Outre la documentation du phénomène Brood X, le film propose tout de même une certaine ligne narrative, bien que mince. Pour chaque année où la couvée se prépare, Wolkow tourne un « portrait » d’un ou une intervenant.e de différents horizons, ayant tous et toutes en commun un désir de s’exprimer sur ce que peut représenter historiquement, politiquement ou philosophiquement la migration. Matthew semble tomber de manière fortuite sur ces individus éminemment intéressants; certains sont des amis, d’autres des étrangers rencontrés à divers moments tels que le… festival de la Cigale (une séquence fascinante, ne serait-ce que pour l’absurdité de son existence)?

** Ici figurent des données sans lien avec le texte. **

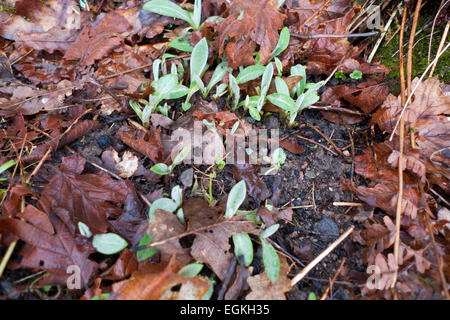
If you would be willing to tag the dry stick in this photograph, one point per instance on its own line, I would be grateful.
(436, 253)
(348, 204)
(12, 245)
(441, 45)
(415, 88)
(432, 28)
(343, 35)
(314, 14)
(410, 46)
(41, 162)
(402, 137)
(319, 258)
(326, 138)
(383, 34)
(325, 294)
(316, 143)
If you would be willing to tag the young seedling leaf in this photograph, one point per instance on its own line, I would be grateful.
(181, 156)
(164, 204)
(109, 243)
(146, 253)
(281, 86)
(161, 168)
(199, 57)
(269, 231)
(283, 42)
(250, 73)
(191, 270)
(283, 101)
(356, 75)
(84, 230)
(168, 8)
(270, 259)
(235, 198)
(177, 195)
(243, 246)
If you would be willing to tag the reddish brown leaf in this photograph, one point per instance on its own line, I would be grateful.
(292, 146)
(148, 144)
(259, 24)
(48, 251)
(95, 42)
(153, 282)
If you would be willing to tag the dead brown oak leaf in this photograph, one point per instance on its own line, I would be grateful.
(154, 282)
(147, 143)
(27, 100)
(261, 288)
(49, 26)
(211, 245)
(427, 117)
(89, 198)
(50, 245)
(249, 23)
(97, 41)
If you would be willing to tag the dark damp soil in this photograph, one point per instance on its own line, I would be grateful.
(308, 182)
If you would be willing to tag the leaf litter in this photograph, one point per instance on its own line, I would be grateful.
(71, 75)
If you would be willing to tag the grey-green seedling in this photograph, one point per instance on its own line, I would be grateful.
(166, 87)
(356, 75)
(198, 66)
(164, 169)
(306, 93)
(109, 243)
(5, 166)
(278, 159)
(243, 246)
(254, 104)
(171, 205)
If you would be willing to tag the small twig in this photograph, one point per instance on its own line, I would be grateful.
(325, 294)
(228, 276)
(41, 162)
(432, 28)
(326, 138)
(383, 34)
(344, 35)
(402, 137)
(414, 90)
(441, 45)
(348, 204)
(316, 143)
(319, 258)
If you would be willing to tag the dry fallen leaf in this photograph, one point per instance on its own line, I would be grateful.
(261, 288)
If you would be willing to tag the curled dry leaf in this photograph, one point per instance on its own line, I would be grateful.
(164, 225)
(96, 41)
(154, 282)
(147, 143)
(249, 23)
(212, 245)
(49, 26)
(51, 245)
(27, 100)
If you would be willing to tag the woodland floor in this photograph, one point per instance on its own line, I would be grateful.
(309, 182)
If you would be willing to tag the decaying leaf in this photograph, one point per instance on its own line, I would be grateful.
(154, 282)
(249, 23)
(263, 289)
(212, 245)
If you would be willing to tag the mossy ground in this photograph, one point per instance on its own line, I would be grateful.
(390, 58)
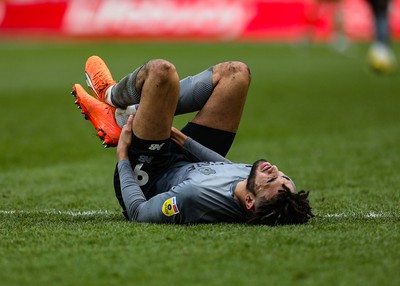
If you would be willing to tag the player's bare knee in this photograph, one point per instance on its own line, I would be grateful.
(234, 71)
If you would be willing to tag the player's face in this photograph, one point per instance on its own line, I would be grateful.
(266, 179)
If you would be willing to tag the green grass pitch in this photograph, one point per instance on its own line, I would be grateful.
(323, 117)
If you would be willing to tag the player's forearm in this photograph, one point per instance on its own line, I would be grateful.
(131, 193)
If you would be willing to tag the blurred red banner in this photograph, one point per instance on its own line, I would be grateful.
(257, 20)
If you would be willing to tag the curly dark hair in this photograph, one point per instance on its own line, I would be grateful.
(284, 208)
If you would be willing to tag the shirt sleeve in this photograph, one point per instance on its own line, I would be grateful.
(201, 153)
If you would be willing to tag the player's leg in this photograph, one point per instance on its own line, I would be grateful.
(223, 109)
(157, 83)
(219, 94)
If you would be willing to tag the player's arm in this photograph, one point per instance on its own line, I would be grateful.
(194, 149)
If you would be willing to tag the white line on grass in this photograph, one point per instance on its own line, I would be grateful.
(107, 212)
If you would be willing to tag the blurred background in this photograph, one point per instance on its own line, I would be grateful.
(257, 20)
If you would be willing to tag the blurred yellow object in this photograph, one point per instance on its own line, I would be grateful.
(381, 58)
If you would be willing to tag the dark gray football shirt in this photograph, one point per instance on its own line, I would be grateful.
(190, 193)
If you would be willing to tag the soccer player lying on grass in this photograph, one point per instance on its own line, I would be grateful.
(164, 175)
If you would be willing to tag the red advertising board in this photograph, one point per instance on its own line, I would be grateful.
(189, 19)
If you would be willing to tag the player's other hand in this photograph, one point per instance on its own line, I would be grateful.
(125, 140)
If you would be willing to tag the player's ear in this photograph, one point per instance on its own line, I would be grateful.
(249, 201)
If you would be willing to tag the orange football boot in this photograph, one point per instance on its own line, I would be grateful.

Bien que Wolkow s’introduise lui-même dans le film (pour à un certain point questionner la pertinence de ce procédé), il n’en reste pas moins que les sujets sur lesquels il tombe composent le véritable noyau du film. Notons à ce sujet une séquence particulièrement envoûtante mettant en scène un clarinettiste improvisant en plein milieu de la forêt, au centre d’essaims de cigales, ces dernières apparemment insensibles à la présence du musicien. La bande-son commence alors à se marier aux sons des insectes, qu’on rend de plus en plus forts. L’image suit, se distordant de plus en plus, pour ne finalement faire place qu’à un véritable mur de son dont rien n’est facilement distinguable, une expérience sensorielle aussi hypnotisante qu’agressante. Un excellent usage du son, qui prend évidemment une énorme place dans ce film (notons à ce sujet l’incroyable mixage réalisé par le fidèle acolyte de Wolkow, Alex Lane).
Parler davantage de ce film (aussi absurde que cela puisse être, comme il s’agit d’une critique) serait de gâcher la surprise des scènes sans cesse surprenantes qui le compose. Malgré son caractère entomologique, il s’agit d’un film qui parle de quelque chose de beaucoup plus grand, véritable essai qui, à travers son image fascinante et son montage impressionniste, parfois épileptique, on sent une énorme passion, passion que Wolkow essaie de transmettre aux spectateurs, à qui il fait confiance. Il s’agit avant tout pour ses réalisateurs d’une occasion de réfléchir le monde à travers une approche autre qu’anthropocentriste, le tout aidé d’images disproportionnées et de sons aliens, nous rappelant de manière importante que malgré tout, nous ne sommes pas seuls, et qu’il est bon de parfois s’abandonner aux phénomènes naturels, ne serait-ce que pour penser à autre chose que nos propres problèmes, au moins le temps d’un film. À voir dans une salle équipée d’un excellent système de son, préférablement lors d’une projection en présence de Wolkow, qui avec un charme presque naïf et un certain humour, pourra répondre aux questions que vous allez inévitablement avoir une fois le film fini.